Six-and-one-half years after the arrest and affirmed convictions, I began looking at the trial testimony in my own case. I also made some inquiries. I learned, to my utter horror, that the lab did, in fact, have notification to look for this drug in my blood. I also learned that the crime labs typically do presumptive testing for substances. If nothing is detected during the preliminary testing, there is no need for confirmatory further identification and quantification because the drug in question was either 1) not present or 2) not present at any level of toxicological (or therapeutic) value or interest. I learned from a conversation with the maker of Klonopin that any trial testimony departure from the FDA-approved product insert is inappropriate.
At my trial, after misleading the jury in my case about the lab’s notification that this was indeed a drug to look for, as it was listed which as a valid prescription at the time of the arrest, the lab analyst put on his physician’s hat and provided a rather impressive false testimonial about 1) the drug’s “immediate effects” at therapeutic levels, including, but not limited to “both vertical and horizontal gaze nystagmus.” His testimony stands in stark contrast to the FDA-approved product insert (separating adverse events into two distinct and clear categories), the peer-reviewed PubMed literature, wherein at least fourteen articles discuss the use of this drug for therapeutic treatment of various types of pathological nystagmus, as well as at least one study specifically addressing impaired driving that found no correlation between HGN and Klonopin. All of these studies were completed and published before the lab analyst took the stand and provided the testimony that led to my convictions. To bolster his credibility and qualifications he offered a nonsensical explanation that sounded sort of technical nonetheless by stating that the “chlorine atom makes it so that liquid-liquid extraction is incapable of pulling [Klonopin] out of the blood.”* Having taken Organic Chemistry myself and having grown up with a father who co-founded a clinical laboratory in the Northwest, I was, to mildly understate, shocked to see these words come out of a lab worker’s mouth, when I reviewed the tapes.

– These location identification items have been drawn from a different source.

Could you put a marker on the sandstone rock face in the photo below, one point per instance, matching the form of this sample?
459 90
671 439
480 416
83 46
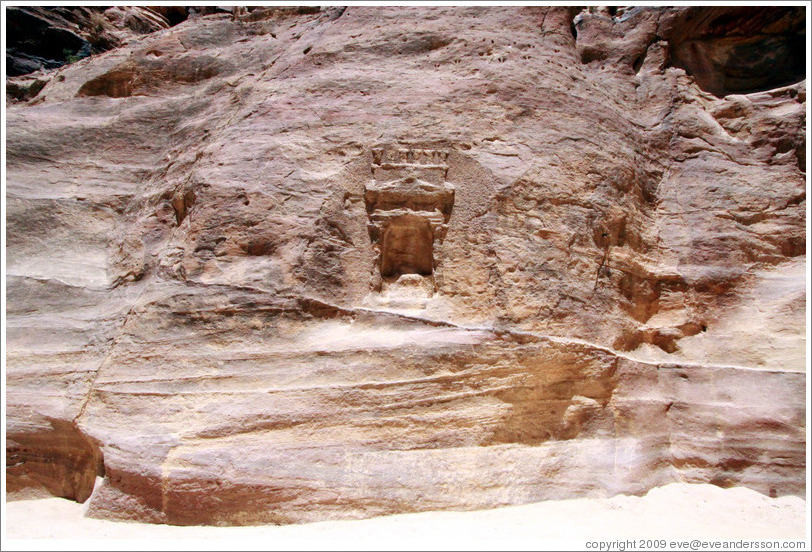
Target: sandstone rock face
285 265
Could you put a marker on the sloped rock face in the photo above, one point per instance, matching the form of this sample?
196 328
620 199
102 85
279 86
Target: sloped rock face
293 264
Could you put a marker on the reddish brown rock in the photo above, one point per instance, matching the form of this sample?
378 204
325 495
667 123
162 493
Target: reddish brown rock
285 265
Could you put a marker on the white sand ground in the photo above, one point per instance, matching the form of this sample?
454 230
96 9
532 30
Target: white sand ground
674 512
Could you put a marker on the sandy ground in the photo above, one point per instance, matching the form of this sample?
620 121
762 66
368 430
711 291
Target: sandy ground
674 512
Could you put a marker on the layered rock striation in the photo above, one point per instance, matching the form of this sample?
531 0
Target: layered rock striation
284 265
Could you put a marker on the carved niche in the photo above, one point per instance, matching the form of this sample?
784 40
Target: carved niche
409 204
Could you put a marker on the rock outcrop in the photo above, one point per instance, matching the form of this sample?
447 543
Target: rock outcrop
292 264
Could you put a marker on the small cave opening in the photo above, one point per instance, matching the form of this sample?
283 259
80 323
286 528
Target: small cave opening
407 248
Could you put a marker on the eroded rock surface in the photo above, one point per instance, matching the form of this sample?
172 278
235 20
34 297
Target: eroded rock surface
284 265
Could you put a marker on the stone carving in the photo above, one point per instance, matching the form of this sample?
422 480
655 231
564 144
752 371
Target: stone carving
409 204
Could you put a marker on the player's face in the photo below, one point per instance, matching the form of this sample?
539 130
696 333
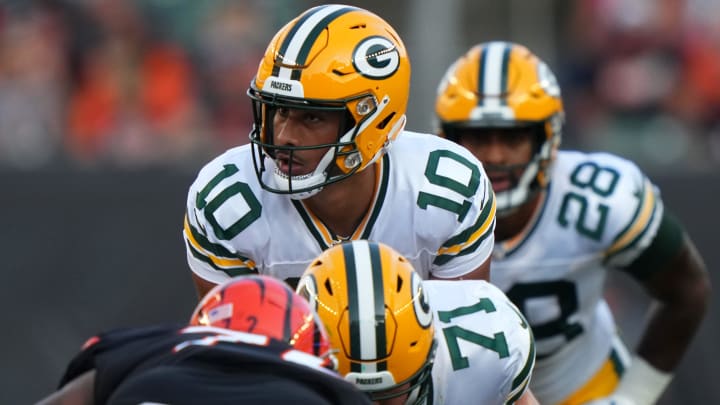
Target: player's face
302 128
503 152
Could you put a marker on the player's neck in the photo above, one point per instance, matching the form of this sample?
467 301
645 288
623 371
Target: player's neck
341 206
510 226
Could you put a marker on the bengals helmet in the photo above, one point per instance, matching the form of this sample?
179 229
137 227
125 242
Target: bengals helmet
332 58
265 306
504 85
376 312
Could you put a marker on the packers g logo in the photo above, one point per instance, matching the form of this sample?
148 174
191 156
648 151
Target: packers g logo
376 58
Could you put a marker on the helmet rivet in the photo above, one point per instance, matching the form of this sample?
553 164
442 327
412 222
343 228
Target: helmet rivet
365 106
352 160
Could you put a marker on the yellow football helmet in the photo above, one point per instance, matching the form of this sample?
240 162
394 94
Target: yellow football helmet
504 85
331 57
377 315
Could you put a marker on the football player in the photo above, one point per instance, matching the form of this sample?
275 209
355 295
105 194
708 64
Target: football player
407 341
329 161
251 340
564 219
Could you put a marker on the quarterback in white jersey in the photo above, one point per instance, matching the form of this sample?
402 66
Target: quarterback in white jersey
428 342
329 161
564 219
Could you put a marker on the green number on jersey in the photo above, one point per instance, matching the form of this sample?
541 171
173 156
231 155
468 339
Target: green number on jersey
466 190
452 334
210 207
564 294
602 181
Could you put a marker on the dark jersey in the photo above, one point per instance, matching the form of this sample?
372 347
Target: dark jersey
193 365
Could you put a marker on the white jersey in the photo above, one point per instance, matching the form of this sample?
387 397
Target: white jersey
485 351
600 211
433 203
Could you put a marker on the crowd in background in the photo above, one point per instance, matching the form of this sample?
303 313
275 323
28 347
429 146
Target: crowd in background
137 83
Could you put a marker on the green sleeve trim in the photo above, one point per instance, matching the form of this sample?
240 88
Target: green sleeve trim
667 243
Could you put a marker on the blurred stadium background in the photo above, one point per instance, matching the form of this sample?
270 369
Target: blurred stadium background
109 107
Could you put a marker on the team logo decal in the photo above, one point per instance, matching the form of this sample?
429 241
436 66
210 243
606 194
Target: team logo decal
376 58
307 288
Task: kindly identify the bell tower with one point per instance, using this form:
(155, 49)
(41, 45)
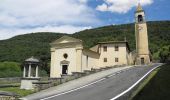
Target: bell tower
(141, 34)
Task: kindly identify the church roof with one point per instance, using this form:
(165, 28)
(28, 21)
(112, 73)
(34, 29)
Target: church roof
(115, 42)
(65, 39)
(139, 8)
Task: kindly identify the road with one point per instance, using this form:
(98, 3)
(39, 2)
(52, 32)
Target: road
(108, 87)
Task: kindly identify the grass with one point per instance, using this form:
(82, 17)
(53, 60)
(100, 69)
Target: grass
(17, 90)
(158, 87)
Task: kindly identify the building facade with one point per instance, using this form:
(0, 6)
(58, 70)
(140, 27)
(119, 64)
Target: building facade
(142, 47)
(68, 54)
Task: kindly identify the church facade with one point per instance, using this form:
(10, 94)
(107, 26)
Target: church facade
(68, 54)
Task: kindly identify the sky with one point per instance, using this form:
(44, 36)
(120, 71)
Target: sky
(69, 16)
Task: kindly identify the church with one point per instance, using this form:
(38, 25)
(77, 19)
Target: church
(68, 54)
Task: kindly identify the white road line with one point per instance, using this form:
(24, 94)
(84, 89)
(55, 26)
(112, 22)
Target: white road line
(121, 94)
(73, 89)
(81, 86)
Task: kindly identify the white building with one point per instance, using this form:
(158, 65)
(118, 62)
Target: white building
(68, 55)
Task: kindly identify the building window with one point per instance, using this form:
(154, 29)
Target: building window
(87, 62)
(116, 59)
(140, 18)
(105, 48)
(116, 48)
(105, 59)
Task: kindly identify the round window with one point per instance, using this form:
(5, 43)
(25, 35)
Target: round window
(65, 56)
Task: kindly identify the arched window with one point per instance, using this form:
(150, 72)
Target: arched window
(140, 18)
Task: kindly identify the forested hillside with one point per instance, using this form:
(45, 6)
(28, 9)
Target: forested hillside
(21, 47)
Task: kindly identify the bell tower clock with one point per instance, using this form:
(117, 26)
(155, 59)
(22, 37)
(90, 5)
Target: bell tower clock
(142, 48)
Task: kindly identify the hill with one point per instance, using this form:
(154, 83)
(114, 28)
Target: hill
(21, 47)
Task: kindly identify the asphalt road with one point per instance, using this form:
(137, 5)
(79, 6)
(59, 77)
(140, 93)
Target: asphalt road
(107, 88)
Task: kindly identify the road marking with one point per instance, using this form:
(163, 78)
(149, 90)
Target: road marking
(124, 92)
(74, 89)
(115, 73)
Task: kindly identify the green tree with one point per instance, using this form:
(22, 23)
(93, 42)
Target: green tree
(164, 53)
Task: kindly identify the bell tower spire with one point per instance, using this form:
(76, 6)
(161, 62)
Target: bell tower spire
(142, 47)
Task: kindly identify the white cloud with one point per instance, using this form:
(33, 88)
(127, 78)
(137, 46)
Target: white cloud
(6, 33)
(19, 15)
(121, 6)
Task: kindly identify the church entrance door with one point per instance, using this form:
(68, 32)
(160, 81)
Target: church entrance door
(142, 61)
(64, 69)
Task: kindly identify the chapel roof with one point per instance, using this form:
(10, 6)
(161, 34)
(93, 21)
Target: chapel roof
(139, 8)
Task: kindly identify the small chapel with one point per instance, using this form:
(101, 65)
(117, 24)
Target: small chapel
(68, 54)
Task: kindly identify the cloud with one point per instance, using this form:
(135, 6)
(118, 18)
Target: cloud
(19, 15)
(6, 33)
(121, 6)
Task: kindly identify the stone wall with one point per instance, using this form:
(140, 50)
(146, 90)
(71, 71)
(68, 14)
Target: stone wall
(11, 80)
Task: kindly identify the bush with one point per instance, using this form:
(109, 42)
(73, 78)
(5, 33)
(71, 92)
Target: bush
(10, 69)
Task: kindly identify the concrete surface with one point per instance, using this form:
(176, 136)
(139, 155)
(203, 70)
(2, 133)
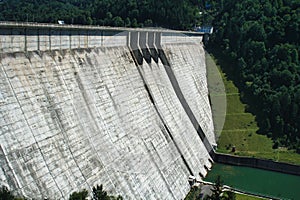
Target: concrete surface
(75, 113)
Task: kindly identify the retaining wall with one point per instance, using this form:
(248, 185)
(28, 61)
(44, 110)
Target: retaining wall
(258, 163)
(78, 110)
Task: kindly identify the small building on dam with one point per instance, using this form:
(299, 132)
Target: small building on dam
(83, 105)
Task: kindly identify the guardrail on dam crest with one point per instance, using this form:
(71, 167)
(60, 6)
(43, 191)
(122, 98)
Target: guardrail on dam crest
(83, 105)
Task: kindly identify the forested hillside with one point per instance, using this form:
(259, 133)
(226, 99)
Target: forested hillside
(262, 38)
(176, 14)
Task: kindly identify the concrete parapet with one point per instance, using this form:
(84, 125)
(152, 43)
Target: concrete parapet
(75, 113)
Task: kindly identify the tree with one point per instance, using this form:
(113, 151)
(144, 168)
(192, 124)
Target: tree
(5, 194)
(79, 195)
(99, 193)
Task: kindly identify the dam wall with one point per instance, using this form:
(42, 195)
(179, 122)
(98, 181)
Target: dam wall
(86, 106)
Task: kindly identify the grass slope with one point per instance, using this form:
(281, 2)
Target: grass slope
(240, 127)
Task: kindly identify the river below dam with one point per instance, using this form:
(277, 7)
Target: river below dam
(257, 181)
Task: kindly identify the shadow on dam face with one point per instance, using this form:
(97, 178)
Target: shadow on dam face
(124, 117)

If I get nothing else across in this post, I would like to convey some key concepts as follows. Forget CSI. Just because someone calls him or herself an ‘expert,’ a ‘chemist’ or an ‘analyst’ does not mean that they are. A white coat is meaningless. Crime labs are most often another police department and nothing more. Lab analysts are techs working for the prosecution and if they have to misrepresent an unambiguous exculpatory result as somehow inculpatory, they will. If they have to make up science, they will, just to get a conviction at all costs. With nothing more than a bachelor’s degree at most, crime lab analysts can and will misrepresent themselves and testify as clinical ‘experts,’ even if, as in my case, they have never seen or tested for the drug in question. Crime labs receive millions of dollars from the government (Paul Coverdell grants) with little or no oversight or accountability. When you give your blood in accordance with your state statutes, please, please, do not ever assume that you will be ‘cleared’ if the results come back negative. It is absolutely essential that you get extra tubes of blood drawn and sent to a competent clinical laboratory.
For further reading on this issue, please visit this University of Virginia Law Review article:
*During jury selection (voir dire) in my case, the prosecutor excused a prospective juror who was a chemical engineer because the prosecutor did not want someone with knowledge of chemistry to serve on my jury.